The story concerns a Queen who couldn't decide on a husband. Eventually she decided to leave it to chance and set a challenge—whoever could bring her a particular red flower from the forest could marry her and become king. Two brothers set out to find the flower; one was honest, the other deceitful. They searched and searched and eventually the honest brother found the flower, whereupon he decided to take a rest. The other brother found him asleep, so he murdered him and took the flower to the queen, and became king.

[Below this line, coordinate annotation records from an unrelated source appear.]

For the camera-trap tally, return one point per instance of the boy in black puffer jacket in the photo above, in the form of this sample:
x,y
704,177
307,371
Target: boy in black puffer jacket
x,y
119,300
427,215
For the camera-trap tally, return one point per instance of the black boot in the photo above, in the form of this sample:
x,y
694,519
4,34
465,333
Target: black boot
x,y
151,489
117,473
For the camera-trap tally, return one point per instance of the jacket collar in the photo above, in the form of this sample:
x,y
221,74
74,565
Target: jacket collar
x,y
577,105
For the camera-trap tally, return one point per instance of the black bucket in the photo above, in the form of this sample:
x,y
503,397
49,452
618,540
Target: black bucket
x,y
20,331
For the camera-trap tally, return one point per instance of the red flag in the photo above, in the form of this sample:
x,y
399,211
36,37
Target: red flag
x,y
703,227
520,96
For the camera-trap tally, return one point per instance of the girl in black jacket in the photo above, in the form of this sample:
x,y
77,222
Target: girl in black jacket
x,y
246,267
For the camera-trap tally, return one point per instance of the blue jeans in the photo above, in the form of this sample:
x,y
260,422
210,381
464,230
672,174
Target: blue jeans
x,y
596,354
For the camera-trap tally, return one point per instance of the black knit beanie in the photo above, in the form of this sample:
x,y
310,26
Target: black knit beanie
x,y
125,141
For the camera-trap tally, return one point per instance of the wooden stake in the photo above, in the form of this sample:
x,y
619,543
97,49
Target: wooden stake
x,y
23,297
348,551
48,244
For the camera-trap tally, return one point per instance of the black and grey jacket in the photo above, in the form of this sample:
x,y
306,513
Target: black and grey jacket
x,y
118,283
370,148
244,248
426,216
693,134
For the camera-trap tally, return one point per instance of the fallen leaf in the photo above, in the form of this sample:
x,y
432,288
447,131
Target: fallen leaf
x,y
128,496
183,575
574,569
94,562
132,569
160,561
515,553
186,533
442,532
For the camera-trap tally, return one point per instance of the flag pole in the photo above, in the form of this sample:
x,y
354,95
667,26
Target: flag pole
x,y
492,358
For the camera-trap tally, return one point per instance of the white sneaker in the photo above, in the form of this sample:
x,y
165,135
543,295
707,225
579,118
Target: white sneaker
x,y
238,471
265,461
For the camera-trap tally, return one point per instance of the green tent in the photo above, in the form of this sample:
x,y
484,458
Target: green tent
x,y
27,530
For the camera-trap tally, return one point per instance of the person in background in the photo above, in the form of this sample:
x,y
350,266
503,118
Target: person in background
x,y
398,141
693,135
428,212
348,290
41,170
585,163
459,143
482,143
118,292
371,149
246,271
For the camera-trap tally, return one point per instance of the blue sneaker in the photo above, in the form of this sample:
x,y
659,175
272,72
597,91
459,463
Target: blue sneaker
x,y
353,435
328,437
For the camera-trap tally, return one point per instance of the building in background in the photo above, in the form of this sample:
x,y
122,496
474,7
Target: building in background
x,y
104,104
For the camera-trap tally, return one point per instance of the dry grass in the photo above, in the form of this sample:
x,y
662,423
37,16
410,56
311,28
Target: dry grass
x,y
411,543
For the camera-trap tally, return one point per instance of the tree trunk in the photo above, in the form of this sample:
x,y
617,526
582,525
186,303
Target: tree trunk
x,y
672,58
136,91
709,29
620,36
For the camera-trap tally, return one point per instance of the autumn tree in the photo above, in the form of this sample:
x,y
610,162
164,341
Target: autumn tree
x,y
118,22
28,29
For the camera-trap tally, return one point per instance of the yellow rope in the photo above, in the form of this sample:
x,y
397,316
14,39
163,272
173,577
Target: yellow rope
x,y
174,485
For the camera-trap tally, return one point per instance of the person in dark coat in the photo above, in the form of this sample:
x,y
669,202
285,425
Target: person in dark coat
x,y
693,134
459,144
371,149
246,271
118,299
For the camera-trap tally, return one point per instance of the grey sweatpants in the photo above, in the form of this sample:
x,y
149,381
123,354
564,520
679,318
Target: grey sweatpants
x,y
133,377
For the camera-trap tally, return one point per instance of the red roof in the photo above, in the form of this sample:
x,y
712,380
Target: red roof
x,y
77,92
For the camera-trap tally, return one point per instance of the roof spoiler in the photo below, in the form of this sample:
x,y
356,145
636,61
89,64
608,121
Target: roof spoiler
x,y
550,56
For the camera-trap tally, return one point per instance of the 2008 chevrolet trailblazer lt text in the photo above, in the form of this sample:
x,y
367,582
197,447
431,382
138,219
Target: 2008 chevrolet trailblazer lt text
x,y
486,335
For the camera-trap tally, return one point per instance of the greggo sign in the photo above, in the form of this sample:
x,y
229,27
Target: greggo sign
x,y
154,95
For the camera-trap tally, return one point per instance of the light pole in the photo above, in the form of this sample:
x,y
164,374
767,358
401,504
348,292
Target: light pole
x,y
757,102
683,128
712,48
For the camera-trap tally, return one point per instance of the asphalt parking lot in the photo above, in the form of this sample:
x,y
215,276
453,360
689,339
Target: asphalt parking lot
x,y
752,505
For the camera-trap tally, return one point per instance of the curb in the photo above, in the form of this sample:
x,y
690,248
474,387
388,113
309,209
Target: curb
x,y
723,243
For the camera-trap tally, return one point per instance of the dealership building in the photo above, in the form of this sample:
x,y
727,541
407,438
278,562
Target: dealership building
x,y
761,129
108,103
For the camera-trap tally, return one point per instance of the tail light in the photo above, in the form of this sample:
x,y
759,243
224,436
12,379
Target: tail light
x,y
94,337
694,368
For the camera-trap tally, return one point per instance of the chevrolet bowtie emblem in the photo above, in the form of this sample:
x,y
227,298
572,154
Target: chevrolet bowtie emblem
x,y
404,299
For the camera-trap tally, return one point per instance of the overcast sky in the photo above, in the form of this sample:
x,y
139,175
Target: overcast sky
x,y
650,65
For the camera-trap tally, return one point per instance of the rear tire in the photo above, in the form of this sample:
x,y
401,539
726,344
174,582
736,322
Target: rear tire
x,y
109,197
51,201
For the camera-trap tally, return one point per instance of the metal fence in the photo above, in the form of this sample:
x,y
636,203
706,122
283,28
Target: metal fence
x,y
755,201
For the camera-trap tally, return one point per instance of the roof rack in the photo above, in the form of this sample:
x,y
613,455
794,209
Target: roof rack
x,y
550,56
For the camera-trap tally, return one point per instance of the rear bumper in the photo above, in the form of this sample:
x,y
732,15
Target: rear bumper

Some years later, a wandering minstrel was passing through the forest, and he spotted a bone sticking out of the undergrowth. He took the bone and thought that it would make a good flute. The flute was made but when the minstrel went to play it, a ghostly voice came from it, telling how the owner of the bone had been murdered by his brother. Of course, the minstrel was so impressed with this magic that he toured the land playing the flute and it proclaimed its murder story. Eventually he reached the court of the king and queen, where, inevitably, the king's crime was revealed and his rule came to an end.

Bone Idle

There's something very satisfying about this story. There's a certain irreverence about making a flute out of something that was once alive, and the ghostly voice that sings out reminds us of this. I wonder did similar thoughts go through the minds of the older-than-ancient humans who lived just north of the Alpine Icecap so many millennia ago, and who played their music to while away the long winter evenings?